Sean schlief auch diese Nacht in meinem Zimmer. Mein Dad, der an diesem Morgen Sean wecken wollte, fand ein leeres Zimmer vor sich und rannte schnurstracks in meins um mir die Nachricht mitzuteilen. Er riss meine Zimmertür auf, erblickte uns aneinander gekuschelt, ging rückwärts raus nicht ohne seinen Spruch loszuwerden:

„Sean, wenn mein Sohn dich loslassen kann erwarte ich dich am Frühstückstisch- der Flieger wartet nicht!“ Meine Zimmertür schloss sich fast geräuschlos.

„Und, Sohn meines Trainers, kannst du mich loslassen?“

„Never!“

„Hmm, dann werde ich gefeuert und du musst mich dann unterstützen.“

„Wenn du dann den Haushalt schmeißt?“ Das erste Kopfkissen das mich treffen sollte konnte ich noch abwehren. „Ehemaliger Fußballstar beim Müllraustragen gesichtet.“ Das zweite Kopfkissen traf mich dann voll.

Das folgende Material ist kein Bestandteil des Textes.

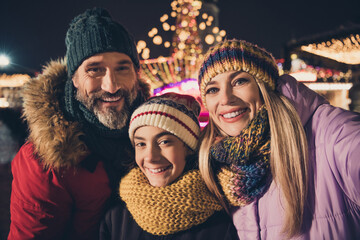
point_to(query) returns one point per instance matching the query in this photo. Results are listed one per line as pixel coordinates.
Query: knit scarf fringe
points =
(244, 173)
(170, 209)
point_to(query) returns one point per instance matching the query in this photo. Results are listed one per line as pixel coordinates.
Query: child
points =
(165, 194)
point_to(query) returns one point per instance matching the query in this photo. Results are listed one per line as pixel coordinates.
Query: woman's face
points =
(232, 99)
(160, 155)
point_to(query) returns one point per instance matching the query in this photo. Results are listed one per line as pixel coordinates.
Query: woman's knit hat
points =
(238, 55)
(94, 32)
(175, 113)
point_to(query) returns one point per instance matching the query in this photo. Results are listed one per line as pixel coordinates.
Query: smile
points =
(112, 99)
(159, 170)
(233, 114)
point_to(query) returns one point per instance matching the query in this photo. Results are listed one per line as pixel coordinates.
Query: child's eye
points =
(211, 91)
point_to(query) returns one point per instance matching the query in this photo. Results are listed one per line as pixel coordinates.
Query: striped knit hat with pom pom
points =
(175, 113)
(238, 55)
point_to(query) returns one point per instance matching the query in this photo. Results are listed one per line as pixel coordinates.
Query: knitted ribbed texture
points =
(238, 55)
(172, 112)
(94, 32)
(170, 209)
(246, 173)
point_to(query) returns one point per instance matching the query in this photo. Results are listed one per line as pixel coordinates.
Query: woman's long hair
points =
(288, 157)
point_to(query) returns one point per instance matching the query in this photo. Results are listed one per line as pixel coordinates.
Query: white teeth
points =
(111, 99)
(157, 170)
(233, 114)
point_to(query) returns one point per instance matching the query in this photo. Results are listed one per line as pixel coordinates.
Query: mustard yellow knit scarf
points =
(167, 210)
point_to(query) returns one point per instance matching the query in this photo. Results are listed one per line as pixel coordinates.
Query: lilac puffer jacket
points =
(334, 179)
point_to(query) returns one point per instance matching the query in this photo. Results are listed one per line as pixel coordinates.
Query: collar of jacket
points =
(55, 139)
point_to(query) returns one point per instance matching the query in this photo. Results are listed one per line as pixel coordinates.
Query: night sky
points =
(33, 32)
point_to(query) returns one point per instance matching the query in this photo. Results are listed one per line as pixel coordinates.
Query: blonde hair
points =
(288, 158)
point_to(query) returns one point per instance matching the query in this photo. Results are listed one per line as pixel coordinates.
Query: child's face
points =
(159, 154)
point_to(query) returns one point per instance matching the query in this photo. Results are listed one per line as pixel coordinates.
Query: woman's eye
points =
(211, 91)
(239, 81)
(123, 68)
(164, 142)
(139, 144)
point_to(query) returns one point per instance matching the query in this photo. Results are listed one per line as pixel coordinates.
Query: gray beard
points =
(109, 117)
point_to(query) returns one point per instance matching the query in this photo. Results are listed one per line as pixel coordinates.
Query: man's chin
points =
(112, 118)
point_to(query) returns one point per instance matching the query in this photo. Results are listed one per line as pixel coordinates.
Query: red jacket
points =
(55, 204)
(53, 197)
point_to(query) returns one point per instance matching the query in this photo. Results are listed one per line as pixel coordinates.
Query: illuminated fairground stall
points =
(194, 29)
(10, 89)
(328, 63)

Wir blödelten dann noch ne ganze Weile am Tisch rum bis es dann soweit war: Der Abholdienst des FC Bayern stand vor der Tür, ich half den beiden die Taschen zu verstauen und verabschiedete meinen Dad, um danach meinen neuen, und ersten, Freund knutschend zu verabschieden. Scheiße, das tat da schon weh, obwohl er noch nicht mal abgefahren war. Ich wollte nicht! Nicht jetzt! Ich brauchte Sean doch! Müll! Mein Bruder der neben mir stand mit einem wissenden Lächeln, meinte dann:

„Na, hat es endlich geklappt zwischen dir und Sean?“

„Was? Ähm, ja, wieso?“

„Nichts, hat ja lange genug gedauert.“

„Bitte?“

„Du bist nur manchmal ein wenig trottelig, aber ansonsten ganz O.K.“

„Oh, danke.“ Das soll mein Bruder sein? Der super schüchterne, den ich einmal gekannt habe? Ich verstand die Welt nicht mehr. Scheiße, meine Hormone oder was immer sonst noch dafür verantwortlich ist, gerieten in eine bedrohliche Phase. Bitte, nicht vor meinem kleinen Bruder heulen! Ich wendete mich von ihm ab so dass er meine Tränen nicht sehen konnte und stiefelte zurück ins Haus, alleine. Shit! Was sollte ich hier alleine? Ohne Sean?